A escassez de água potável se deve em parte ao clima tropical, com temperaturas elevadas e acentuada estiagem, magnificada pela reduzida capacidade de retenção, resultando que praticamente inexistem cursos de água perenes – aqueles cujas águas correm durante todo o ano. Na ilha principal foram localizadas apenas 16 drenagens, a maioria delas intermitentes ou temporárias, pois a água só escorre na estação chuvosa. No período coincidente com o início da estação seca, apenas seis delas estavam com alguma água corrente.

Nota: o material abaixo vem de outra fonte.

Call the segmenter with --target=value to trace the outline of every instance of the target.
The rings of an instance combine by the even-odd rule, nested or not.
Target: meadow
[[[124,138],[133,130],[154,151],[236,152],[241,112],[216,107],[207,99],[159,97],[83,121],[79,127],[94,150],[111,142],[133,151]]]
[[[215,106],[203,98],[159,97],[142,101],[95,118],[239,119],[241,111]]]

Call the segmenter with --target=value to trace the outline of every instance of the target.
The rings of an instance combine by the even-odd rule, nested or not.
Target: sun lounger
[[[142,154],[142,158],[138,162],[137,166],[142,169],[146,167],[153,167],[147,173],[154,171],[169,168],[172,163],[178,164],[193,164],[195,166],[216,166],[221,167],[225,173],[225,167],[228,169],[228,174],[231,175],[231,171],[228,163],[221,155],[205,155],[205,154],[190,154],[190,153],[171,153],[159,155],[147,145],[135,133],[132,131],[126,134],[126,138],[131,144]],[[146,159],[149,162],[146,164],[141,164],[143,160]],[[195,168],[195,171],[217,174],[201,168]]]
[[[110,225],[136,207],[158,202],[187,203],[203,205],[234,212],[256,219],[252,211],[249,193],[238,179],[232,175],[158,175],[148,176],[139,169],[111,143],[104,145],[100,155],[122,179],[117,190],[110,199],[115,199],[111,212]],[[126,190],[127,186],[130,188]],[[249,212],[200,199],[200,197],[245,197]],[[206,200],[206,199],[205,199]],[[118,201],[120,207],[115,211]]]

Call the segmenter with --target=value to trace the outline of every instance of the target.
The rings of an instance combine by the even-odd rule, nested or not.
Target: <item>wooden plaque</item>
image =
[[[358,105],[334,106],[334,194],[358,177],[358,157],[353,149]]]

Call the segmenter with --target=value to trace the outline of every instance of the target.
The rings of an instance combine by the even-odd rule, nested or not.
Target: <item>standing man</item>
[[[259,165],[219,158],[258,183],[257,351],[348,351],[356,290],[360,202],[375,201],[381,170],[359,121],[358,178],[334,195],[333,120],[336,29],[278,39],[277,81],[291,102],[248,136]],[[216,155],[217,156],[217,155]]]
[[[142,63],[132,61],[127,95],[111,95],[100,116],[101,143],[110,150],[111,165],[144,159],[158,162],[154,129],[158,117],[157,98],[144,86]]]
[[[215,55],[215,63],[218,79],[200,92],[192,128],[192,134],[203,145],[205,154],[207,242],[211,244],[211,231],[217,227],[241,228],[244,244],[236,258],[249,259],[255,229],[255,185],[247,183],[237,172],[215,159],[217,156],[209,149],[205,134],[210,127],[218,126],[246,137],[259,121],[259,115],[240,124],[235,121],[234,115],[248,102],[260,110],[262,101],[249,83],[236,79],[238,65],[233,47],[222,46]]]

Nos riachos, foram encontrados indícios de contaminação por resíduos domésticos no Boldró (cloretos e nitratos) e de dejetos recentes de animais no Atalaia (nitritos), este último, sem ocupação urbana.

procedimento de amostragem de solo | Foto: SGB-CPRM

Dentre as ações do Levantamento Geoquímico de Baixa Densidade no Estado de Pernambuco, o Atlas Geoquímico do Arquipélago de Fernando de Noronha visou o conhecimento da paisagem geoquímica deste delicado e isolado ecossistema insular, com o objetivo de prover subsídios à sustentabilidade ambiental. “O reconhecimento de forma integrada das suas peculiaridades geoquímicas naturais, com a convivência do ser humano e da população animal, associada à atividade de turismo, possibilita o direcionamento da aplicação futura de recursos públicos e privados, com a indicação de alvos para investigações mais detalhadas de prevenção de sanidade ambiental”, finaliza Franzen.